Salvation City
- First edition
- Author: Sigrid Nunez
- Language: English
- Publisher: Riverhead Books
- Publication date: 2010
- Publication place: United States
- Pages: 288
- ISBN: 978-1594485374

= Salvation City =

2010 novel by American writer Sigrid Nunez

Salvation City is a 2010 novel by American writer Sigrid Nunez. The novel follows protagonist Cole Vining after he becomes orphaned by a fictional flu pandemic.

==Writing and development==
Though the novel was released after the 2009 swine flu pandemic, Nunez began writing it before and did not base the fictional flu pandemic in the novel on the event.

==Reception==
===Critical reception===
In a review for the New York Times, Abraham Verghese praised the book as "[...] satisfying, provocative and very plausible novel". B.C. Edwards, writing for BOMB, referred to the book as "[... ] a work of quiet but very impressive skill".
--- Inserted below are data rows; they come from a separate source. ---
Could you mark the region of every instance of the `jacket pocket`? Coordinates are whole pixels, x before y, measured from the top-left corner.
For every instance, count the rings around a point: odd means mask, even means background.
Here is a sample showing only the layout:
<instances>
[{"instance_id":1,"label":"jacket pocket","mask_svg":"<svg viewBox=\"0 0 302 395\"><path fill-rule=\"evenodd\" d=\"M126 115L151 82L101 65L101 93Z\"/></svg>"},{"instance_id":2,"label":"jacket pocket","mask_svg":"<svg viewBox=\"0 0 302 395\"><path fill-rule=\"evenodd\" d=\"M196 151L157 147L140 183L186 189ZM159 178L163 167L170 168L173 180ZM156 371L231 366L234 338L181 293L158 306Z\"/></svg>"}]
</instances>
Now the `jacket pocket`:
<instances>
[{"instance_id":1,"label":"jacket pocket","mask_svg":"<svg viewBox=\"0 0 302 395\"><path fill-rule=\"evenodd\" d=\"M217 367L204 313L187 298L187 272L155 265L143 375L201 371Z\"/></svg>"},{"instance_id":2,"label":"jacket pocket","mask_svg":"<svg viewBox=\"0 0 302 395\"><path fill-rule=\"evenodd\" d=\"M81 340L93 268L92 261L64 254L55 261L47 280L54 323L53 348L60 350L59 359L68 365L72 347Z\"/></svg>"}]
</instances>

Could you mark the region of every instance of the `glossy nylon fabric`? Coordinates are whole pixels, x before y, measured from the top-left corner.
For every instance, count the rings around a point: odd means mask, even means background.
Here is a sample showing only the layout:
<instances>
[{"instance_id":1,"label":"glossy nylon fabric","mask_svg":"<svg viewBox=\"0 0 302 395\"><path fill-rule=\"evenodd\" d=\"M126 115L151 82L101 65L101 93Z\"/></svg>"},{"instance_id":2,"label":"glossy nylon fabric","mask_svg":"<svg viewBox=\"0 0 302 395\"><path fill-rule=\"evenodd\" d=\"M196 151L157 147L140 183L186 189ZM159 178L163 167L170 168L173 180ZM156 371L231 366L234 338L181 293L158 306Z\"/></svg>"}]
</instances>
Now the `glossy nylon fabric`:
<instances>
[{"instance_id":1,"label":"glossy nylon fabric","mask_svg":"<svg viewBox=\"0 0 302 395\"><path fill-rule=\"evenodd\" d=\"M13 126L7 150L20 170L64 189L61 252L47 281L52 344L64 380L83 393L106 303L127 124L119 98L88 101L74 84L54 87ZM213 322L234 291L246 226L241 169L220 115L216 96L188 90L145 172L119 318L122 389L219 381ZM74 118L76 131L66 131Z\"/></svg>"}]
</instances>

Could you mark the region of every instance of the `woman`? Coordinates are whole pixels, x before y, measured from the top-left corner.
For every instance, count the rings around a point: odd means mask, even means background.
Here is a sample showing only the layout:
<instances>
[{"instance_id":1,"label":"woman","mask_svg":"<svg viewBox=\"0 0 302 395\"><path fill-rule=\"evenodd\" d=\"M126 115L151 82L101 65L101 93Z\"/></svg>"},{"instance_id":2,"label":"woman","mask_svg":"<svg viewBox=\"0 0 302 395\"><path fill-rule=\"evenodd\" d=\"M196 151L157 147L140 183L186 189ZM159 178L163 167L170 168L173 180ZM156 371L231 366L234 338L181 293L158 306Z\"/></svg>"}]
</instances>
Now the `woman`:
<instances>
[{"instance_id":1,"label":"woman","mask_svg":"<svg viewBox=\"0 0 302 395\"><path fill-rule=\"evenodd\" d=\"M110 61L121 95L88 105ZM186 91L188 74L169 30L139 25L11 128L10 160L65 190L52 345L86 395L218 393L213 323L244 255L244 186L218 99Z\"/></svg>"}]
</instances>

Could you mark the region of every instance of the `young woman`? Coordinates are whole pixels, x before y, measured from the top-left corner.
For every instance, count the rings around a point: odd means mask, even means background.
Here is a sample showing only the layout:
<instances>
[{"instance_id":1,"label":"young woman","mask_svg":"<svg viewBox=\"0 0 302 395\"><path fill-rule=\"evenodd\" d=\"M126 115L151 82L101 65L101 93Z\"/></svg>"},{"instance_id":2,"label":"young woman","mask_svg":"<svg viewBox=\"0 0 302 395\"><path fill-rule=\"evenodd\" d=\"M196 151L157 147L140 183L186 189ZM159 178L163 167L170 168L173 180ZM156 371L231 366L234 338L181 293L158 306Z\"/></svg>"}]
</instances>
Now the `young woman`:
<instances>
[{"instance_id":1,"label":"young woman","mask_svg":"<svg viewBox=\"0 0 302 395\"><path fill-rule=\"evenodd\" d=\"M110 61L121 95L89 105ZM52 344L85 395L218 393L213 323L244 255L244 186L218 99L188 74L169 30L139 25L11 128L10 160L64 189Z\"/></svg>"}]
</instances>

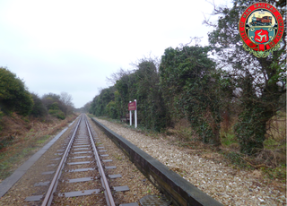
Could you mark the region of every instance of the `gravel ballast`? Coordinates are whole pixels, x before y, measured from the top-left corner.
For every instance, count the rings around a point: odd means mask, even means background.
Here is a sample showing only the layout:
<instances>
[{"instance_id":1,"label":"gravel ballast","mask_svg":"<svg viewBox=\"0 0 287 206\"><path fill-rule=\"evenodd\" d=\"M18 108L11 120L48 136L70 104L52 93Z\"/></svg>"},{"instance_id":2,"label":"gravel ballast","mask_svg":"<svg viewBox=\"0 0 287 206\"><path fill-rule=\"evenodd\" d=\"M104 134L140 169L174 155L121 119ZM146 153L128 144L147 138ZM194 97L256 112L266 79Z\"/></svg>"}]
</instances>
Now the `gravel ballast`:
<instances>
[{"instance_id":1,"label":"gravel ballast","mask_svg":"<svg viewBox=\"0 0 287 206\"><path fill-rule=\"evenodd\" d=\"M215 153L201 154L174 145L166 138L152 138L120 124L96 120L224 205L286 205L286 194L274 184L267 184L258 170L234 169L208 159Z\"/></svg>"},{"instance_id":2,"label":"gravel ballast","mask_svg":"<svg viewBox=\"0 0 287 206\"><path fill-rule=\"evenodd\" d=\"M127 185L129 191L115 192L115 202L117 204L139 202L139 200L148 194L159 195L160 192L149 182L148 179L133 165L127 157L90 120L90 124L95 130L98 138L96 145L104 147L109 154L109 157L103 157L102 159L112 159L111 162L104 162L104 166L116 166L115 169L107 169L107 175L121 175L121 177L110 178L110 186L125 186ZM61 150L65 140L72 135L70 128L32 165L25 175L0 199L0 205L40 205L40 202L27 202L25 199L29 196L44 195L47 193L48 185L34 186L35 184L40 182L51 181L54 174L41 175L43 172L55 171L60 159L51 160L61 158ZM61 151L62 152L62 151ZM78 166L67 166L66 168L74 168ZM68 178L78 178L93 176L93 174L83 174L78 176L79 173L70 174ZM94 189L96 182L95 179L91 183L87 183L85 189ZM69 185L59 184L58 192L65 192L66 190L78 190L80 184ZM79 187L80 188L80 187ZM53 205L100 205L97 203L97 194L90 198L84 196L70 198L69 200L59 200L58 198L54 202Z\"/></svg>"}]
</instances>

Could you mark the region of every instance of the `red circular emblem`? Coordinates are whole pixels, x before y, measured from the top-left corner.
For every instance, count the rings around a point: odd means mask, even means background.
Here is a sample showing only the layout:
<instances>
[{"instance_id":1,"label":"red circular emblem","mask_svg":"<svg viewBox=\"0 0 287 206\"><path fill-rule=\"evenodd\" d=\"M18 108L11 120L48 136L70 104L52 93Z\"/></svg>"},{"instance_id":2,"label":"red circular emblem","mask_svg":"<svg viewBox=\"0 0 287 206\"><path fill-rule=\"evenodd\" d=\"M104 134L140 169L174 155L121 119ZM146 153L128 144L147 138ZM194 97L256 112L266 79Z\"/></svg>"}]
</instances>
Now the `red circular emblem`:
<instances>
[{"instance_id":1,"label":"red circular emblem","mask_svg":"<svg viewBox=\"0 0 287 206\"><path fill-rule=\"evenodd\" d=\"M265 57L276 50L284 30L283 18L266 3L248 7L239 20L239 34L246 50L257 57Z\"/></svg>"}]
</instances>

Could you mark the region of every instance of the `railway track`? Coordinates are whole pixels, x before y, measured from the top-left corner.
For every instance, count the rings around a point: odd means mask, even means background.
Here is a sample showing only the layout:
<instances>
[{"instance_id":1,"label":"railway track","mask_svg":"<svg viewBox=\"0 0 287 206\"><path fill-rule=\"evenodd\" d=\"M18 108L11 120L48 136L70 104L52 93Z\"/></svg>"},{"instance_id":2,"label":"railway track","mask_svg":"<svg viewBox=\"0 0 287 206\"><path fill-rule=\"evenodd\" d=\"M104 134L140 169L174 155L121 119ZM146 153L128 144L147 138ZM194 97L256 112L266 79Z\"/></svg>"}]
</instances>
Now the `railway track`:
<instances>
[{"instance_id":1,"label":"railway track","mask_svg":"<svg viewBox=\"0 0 287 206\"><path fill-rule=\"evenodd\" d=\"M42 185L50 184L45 197L28 197L27 201L34 202L37 198L43 200L42 206L73 204L73 202L90 202L90 205L116 205L113 193L128 190L128 187L110 188L109 185L105 170L113 167L102 167L101 161L109 161L105 159L109 155L103 147L100 147L100 142L94 137L96 134L91 130L87 117L82 115L73 135L65 141L64 149L57 150L60 152L58 155L62 155L57 168L46 173L55 174L52 181L39 183ZM109 178L117 176L109 176Z\"/></svg>"}]
</instances>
===Academic interpretation===
In The Hudson Review, Tom Wilhelmus compared the book's depiction of Christianity to Margaret Atwood's in The Handmaid's Tale. Wilhelmus wrote: "Salvation City contains [...] a much milder treatment of fundamentalism [...]".

==Renewed attention==
The novel has received attention during outbreaks of disease after its publication. Torrie Bosch, writing for Slate noted the novel in articles about fictional depictions of pandemic during the Western African Ebola virus epidemic in 2014 and the COVID-19 pandemic in 2020.

Nunez was struck by the similarities between the COVID-19 pandemic and the pandemic depicted in the novel.